I saw a post on Facebook about Sept. 11 observances. One comment was “We’ll never forget.”
*Sigh* We already have.
By that I mean the mood of national unity, kindness and acceptance that seemed to take hold of us. Songs were written. Strangers held hands. Blood was donated. Millions of dollars were raised to the relief for the families affected.
We were a great national family. Not divided by political loyalties or personal circumstances or denomination, region or favorite ball club.
It’s not surprising, really, that we have lost all that. We Americans are a excitable people with a high tolerance for boredom. Yesterday’s passion becomes today’s dim memory.
What we have in place is a divisiveness without recent precedent. With a straight face (and questionable logic), some conservatives claim that Democrats hate America and are barely-concealed Communists. Some liberals seem to believe that Republicans are racists and barely-concealed fascists.

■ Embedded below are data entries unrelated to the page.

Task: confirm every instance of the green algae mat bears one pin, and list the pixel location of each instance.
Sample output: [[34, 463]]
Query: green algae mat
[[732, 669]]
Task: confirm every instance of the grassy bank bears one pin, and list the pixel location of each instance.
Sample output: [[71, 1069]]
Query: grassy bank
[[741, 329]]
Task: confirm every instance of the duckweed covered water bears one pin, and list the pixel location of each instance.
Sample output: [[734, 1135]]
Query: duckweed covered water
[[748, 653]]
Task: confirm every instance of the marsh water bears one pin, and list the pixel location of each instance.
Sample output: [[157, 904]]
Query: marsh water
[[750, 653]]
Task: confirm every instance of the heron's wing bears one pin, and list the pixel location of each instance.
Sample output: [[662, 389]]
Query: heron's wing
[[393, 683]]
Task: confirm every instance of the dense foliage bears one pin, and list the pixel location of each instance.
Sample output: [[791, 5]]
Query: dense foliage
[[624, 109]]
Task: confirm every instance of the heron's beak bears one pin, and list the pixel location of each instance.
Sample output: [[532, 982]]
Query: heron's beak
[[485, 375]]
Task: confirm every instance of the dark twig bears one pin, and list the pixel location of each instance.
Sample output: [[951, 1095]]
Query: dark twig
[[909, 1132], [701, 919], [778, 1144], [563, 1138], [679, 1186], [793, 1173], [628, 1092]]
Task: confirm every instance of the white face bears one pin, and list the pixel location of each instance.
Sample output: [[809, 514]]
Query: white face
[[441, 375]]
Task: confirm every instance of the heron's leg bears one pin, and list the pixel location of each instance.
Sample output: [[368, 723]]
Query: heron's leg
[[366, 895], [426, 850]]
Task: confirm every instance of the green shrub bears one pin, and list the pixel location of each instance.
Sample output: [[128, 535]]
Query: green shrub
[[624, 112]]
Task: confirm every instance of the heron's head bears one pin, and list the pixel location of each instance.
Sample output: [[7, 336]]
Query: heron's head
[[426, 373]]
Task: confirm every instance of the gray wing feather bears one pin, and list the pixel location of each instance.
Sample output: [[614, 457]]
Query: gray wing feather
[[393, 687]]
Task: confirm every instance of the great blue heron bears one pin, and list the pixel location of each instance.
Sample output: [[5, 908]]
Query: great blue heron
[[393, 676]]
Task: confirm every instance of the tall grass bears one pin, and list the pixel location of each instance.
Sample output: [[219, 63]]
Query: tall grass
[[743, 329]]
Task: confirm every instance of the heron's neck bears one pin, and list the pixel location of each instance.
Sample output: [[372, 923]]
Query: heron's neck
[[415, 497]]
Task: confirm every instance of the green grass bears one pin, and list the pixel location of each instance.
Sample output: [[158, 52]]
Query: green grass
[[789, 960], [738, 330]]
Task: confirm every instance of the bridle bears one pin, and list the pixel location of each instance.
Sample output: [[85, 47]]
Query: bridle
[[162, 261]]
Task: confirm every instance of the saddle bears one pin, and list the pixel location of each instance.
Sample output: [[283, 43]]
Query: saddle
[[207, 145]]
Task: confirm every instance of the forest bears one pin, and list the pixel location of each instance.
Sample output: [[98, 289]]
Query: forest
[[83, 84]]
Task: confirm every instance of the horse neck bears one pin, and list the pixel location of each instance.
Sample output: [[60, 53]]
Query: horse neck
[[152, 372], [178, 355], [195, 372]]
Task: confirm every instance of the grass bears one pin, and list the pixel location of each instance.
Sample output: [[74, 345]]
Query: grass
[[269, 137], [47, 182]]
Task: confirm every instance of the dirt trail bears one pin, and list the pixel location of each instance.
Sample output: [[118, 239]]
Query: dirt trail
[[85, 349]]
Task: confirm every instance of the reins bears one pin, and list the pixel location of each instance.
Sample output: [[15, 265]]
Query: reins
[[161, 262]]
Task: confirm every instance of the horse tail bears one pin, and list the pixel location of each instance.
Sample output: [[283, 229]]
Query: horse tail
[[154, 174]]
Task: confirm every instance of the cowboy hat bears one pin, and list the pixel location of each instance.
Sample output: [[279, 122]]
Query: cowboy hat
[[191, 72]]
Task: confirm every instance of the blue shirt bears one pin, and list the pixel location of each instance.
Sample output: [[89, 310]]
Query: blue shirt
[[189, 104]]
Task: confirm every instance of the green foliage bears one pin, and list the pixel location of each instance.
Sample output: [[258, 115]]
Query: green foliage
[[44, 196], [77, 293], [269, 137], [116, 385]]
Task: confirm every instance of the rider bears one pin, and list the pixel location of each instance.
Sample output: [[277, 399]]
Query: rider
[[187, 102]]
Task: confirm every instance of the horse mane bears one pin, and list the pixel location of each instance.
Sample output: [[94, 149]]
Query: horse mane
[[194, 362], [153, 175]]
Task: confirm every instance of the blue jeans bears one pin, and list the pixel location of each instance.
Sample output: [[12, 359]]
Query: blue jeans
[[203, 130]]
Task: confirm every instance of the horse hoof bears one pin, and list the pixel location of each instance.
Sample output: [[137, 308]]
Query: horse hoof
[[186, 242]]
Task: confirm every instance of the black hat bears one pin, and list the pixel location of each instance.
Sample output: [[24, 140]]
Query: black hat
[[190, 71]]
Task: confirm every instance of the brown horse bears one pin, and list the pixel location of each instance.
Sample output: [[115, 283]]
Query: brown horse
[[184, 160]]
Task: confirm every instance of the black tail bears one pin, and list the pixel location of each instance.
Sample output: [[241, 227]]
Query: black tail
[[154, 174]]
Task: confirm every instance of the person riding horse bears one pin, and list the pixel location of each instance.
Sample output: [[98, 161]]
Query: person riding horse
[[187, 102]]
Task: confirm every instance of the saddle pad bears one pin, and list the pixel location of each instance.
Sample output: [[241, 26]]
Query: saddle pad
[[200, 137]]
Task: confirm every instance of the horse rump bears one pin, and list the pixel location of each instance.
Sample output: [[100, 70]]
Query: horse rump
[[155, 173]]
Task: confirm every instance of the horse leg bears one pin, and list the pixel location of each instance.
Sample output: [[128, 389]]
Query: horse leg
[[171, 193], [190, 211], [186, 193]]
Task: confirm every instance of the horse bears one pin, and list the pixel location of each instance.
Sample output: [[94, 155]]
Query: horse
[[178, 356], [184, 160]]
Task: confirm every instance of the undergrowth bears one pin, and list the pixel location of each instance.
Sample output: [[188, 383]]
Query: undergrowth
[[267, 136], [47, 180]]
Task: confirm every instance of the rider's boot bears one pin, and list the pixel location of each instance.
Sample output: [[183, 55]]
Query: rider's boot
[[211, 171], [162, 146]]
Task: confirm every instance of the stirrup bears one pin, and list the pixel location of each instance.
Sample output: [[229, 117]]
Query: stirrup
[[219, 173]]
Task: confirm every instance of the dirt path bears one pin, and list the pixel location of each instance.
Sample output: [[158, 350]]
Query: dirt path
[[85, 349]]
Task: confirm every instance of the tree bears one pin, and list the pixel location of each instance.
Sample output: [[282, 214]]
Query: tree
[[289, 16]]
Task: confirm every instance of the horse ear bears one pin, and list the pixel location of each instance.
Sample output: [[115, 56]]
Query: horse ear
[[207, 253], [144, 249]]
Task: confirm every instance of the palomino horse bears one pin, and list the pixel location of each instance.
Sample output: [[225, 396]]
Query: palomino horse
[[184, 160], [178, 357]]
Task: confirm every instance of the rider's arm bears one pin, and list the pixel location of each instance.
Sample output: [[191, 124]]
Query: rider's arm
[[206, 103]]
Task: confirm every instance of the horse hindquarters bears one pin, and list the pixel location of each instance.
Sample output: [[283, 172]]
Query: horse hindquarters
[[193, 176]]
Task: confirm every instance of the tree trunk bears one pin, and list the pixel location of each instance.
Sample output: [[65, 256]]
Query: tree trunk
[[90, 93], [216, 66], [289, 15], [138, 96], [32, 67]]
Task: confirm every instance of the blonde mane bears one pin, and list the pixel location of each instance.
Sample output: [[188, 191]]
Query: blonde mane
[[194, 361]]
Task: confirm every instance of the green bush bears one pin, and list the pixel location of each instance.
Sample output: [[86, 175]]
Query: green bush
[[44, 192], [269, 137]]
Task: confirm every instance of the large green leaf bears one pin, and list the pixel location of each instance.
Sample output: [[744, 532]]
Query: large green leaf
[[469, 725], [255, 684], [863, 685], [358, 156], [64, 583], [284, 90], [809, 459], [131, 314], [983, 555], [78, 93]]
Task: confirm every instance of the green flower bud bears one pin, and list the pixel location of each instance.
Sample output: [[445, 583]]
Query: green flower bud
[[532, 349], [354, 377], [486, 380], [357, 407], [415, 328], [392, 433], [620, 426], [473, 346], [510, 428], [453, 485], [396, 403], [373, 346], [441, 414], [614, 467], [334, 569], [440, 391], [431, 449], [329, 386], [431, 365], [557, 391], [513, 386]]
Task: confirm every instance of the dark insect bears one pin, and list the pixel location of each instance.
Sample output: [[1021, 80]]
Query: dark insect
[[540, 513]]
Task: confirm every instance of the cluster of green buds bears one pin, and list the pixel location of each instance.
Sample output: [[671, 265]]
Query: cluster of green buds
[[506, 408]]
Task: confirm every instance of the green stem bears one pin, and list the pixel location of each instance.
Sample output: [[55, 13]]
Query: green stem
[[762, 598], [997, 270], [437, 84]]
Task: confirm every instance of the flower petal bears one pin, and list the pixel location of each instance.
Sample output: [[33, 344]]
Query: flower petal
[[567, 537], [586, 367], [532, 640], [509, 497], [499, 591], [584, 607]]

Sometimes I get very discouraged. We are the people who settled a wild continent, won our independence from the world’s greatest power, triumphed in a bloody war to end slavery and preserve the world’s only functioning republic, defeated a Great Depression and Hitler, prevailed over Soviet Communism and put men on the moon.
And yet we can’t see past the self-serving schemes of venal people battering at the walls of our precious democracy for a few more ratings points or personal enrichment?
There’s a rousing song from the animated “Shrek” movie titled “Holding Out for a Hero.” That would be nice … but I suspect the hero we need is the man or woman in the mirror willing to say, “enough.”
That would be the perfect way to remember 9/11. Is it you? Is it me?